Trib. Milano: somministrazione a termine e causale

 

Il Tribunale di Milano, con sentenza del 10 aprile 2007, decidendo sulla validità di un contratto di somministrazione a termine stipulato “per la copertura di assenze non programmabili e di assenze di carattere strutturale”, ha stabilito alcuni principi che possono così evidenziarsi:
a) “il rapporto di lavoro tra somministratore e prestatore di lavoro è soggetto, per quanto compatibile, alla disciplina del D. L.vo n. 368/2001”, con la conseguenza che occorre dimostrare le ragioni tecnico, produttive ed organizzative in base alle quali si ricorre ad un contratto a tempo determinato.

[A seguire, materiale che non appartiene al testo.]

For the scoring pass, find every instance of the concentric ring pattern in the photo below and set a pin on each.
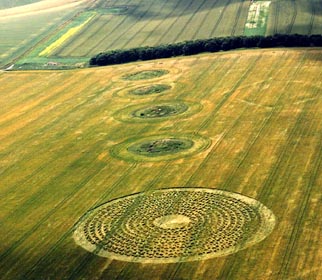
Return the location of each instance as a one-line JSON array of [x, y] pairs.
[[174, 225]]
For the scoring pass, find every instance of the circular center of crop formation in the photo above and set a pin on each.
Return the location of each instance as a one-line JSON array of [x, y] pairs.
[[160, 147], [157, 111], [174, 225], [145, 75], [151, 89]]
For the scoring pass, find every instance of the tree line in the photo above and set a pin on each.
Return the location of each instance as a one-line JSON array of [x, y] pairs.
[[206, 45]]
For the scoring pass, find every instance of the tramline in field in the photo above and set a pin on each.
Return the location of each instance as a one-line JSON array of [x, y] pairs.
[[252, 148]]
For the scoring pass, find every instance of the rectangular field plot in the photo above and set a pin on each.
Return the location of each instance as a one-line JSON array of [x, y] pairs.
[[24, 26], [255, 122], [150, 23], [257, 18]]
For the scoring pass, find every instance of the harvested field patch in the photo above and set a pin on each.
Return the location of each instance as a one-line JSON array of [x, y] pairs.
[[63, 154]]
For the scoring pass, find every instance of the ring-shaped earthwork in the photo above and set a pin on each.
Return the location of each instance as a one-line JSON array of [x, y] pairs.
[[145, 91], [174, 225], [160, 147], [145, 75], [157, 111]]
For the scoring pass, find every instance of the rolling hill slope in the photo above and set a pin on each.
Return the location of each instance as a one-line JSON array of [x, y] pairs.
[[71, 142]]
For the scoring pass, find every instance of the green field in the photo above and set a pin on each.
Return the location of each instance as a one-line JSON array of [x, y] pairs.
[[23, 27], [5, 4], [146, 23], [257, 132], [71, 40]]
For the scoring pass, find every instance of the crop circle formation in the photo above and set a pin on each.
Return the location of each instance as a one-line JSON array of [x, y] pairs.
[[145, 75], [150, 89], [157, 111], [174, 225], [160, 147]]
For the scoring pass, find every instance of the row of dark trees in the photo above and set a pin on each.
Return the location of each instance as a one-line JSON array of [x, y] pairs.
[[207, 45]]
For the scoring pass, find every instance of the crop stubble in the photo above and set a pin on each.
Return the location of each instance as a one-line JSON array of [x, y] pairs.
[[264, 120]]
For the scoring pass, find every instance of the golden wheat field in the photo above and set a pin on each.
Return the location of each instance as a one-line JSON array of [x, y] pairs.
[[244, 125]]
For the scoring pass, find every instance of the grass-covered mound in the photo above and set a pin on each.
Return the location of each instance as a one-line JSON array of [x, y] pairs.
[[145, 75], [151, 89]]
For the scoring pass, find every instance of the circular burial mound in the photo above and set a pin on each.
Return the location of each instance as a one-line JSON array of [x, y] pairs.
[[158, 111], [174, 225], [159, 147], [145, 74], [151, 89]]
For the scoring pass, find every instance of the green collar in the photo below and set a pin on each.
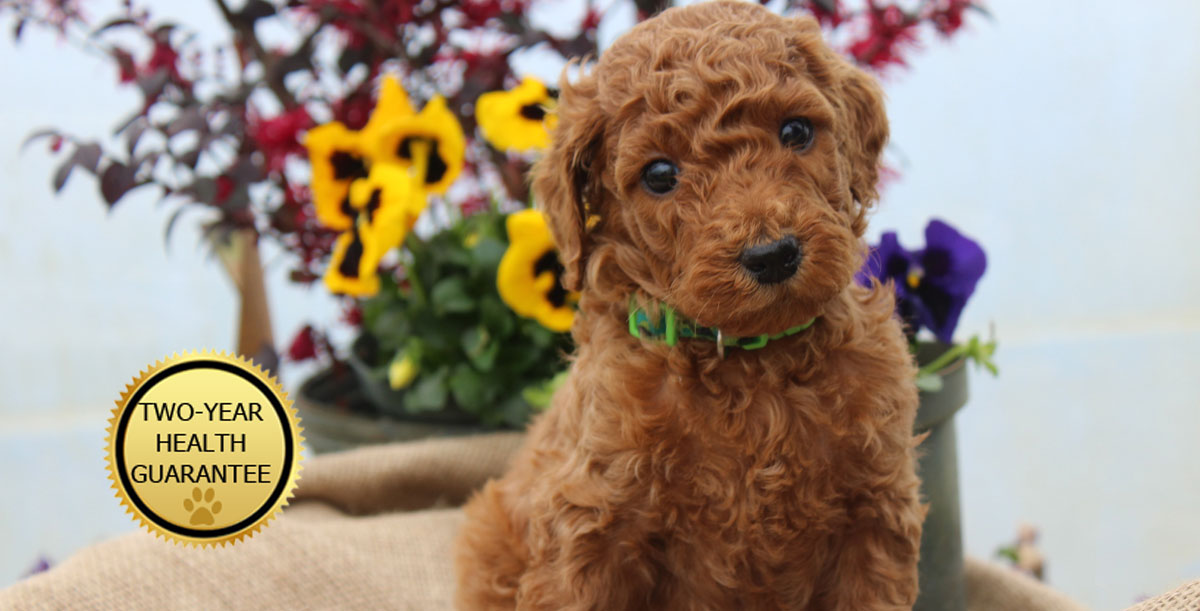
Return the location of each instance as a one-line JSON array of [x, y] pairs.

Ciò è importante per il lavoratore in quanto si tratta di elementi indispensabili per “verificare se la causa indicata giustifichi una determinata durata o una durata diversa”;
b) la causale riportata nel contratto appare contraddittoria in quanto “la copertura di assenze non programmabili è una causale completamente diversa dalla copertura di assenze a carattere strutturale e si pone in contrasto con la previsione del D. L.vo n. 368/2001 per il quale è necessario collegare il termine a un fatto determinato e non ad una pluralità di causali diverse”;
c) “entrambi le causali non sono collegabili ad una situazione transitoria e, quindi, non giustificano l’utilizzazione a tempo determinato: ciò, soprattutto, per la causale della copertura di assenze a carattere strutturale, che costituisce la stessa negazione della necessità di un lavoratore a tempo determinato, dovendo invece farsi ricorso ad un lavoratore che vada a coprire stabilmente carenze definite confessoriamente strutturali”.
In base a tali principi il Tribunale di Milano ha ritenuto irregolare il contratto di somministrazione ed ha imputato il rapporto in capo al datore di lavoro che ha utilizzato la prestazione, sottolineando che carenze di natura strutturale non possono essere coperte da contratti a termine, la cui motivazione deve essere oggettiva ed a carattere temporaneo. Il Tribunale di Milano si è, altresì, richiamato ai principi espressi dalla Corte di Cassazione con la sentenza n. 22910/2006.